LAUDENBACH. „Ein gemütliches Beisammensein des harten Kerns“ – Jürgen Zang, der nach seinem Rückzug aus dem stressbeladenen Amt des Vorsitzenden vor Jahresfrist auf Vorstandsbeschluss nunmehr als „Geschäftsführer“ firmiert, brachte auf den Punkt, was offensichtlich war

: die wenigen Getreuen fanden in der Jahreshauptversammlung des derzeit 282 Mitglieder zählenden RSC im Nebenzimmer der Bahnhofsgaststätte an einem langen Tisch Platz. Gelinde Enttäuschung deshalb auch bei Ralf Schmitt, der seinen ersten Rechenschaftsbericht als neuer RSC-Chef gerne vor größerer Kulisse abgegeben hätte.
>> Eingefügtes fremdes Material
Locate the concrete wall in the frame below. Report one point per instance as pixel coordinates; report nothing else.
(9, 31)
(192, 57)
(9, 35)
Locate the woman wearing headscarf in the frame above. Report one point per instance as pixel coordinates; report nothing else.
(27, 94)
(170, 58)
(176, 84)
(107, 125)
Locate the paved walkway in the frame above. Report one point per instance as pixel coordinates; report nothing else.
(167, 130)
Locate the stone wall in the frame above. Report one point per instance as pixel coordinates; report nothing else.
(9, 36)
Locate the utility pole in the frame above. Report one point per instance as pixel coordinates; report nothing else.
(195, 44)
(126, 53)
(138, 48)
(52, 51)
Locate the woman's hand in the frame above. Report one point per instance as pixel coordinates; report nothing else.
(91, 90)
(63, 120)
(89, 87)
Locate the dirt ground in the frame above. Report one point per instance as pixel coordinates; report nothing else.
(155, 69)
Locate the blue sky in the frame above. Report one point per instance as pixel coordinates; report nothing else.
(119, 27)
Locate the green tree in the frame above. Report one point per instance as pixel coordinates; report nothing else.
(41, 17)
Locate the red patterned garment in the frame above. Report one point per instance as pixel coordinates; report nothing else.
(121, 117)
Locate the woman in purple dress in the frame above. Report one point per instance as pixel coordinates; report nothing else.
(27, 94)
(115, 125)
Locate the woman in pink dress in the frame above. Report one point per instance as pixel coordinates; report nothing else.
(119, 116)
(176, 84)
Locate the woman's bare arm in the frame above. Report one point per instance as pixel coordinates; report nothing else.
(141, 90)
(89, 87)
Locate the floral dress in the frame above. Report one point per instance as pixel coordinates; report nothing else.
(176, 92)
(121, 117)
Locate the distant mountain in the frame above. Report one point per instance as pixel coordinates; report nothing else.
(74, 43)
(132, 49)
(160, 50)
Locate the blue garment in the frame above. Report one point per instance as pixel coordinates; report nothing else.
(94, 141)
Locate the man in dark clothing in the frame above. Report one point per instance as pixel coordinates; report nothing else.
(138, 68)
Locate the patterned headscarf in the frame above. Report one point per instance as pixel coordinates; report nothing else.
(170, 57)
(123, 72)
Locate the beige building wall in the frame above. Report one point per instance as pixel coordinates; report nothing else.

Dabei hatte er neben der Beteiligung an öffentlichen Veranstaltungen und einer gelungenen gemeinsamen Weihnachtsfeier mit dem KSV Sulzbach – abgesehen von einem verunglückten Start der Pokalrunde – überwiegend Positives zu berichten. Die Kampfgemeinschaft mit dem KSV Sulzbach habe sich im ersten Jahr nach ihrer Gründung zufriedenstellend formiert und vor allem die Ringer-Nachwuchsteams, längst bekannt als „Bergsträßer Ringerkids – BERIKI“, seien immer mehr als starke Ringkampfgemeinschaft zusammengewachsen. Jedenfalls sei die Fusion zum Wohle beider Vereine die einzig richtige Entscheidung gewesen, die natürlich im Einzelnen noch der einen oder anderen Nachbesserung bedürfe. Ausdrücklich lobte der Vorsitzende die herausragende Jugendarbeit von Jutta und Michael Schmitt und das persönliche Engagement einiger ehemalige und noch aktiver Sportler bei der Gestaltung des Trainings. In Bezug zu den RSC-eigenen Breitensport-Abteilungen Tanz und Martial-Arts regte Schmitt für die Zukunft eine engere Zusammenarbeit. Für den Technischen Leiter des Vereins, Markus Simon, ergänzte der Vorsitzende die Berichterstattung mit einem Rückblick auf die Sportereignisse. Insgesamt habe der Verein sehr schöne Erfolge zu verzeichnen, obwohl eine bessere Platzierung als der 7. Platz in der Oberliga nach anfänglich unerwarteten Siegen möglich gewesen wäre, auch das Abschneiden der 2. Mannschaft mit dem 3. Platz war sehr erfreulich.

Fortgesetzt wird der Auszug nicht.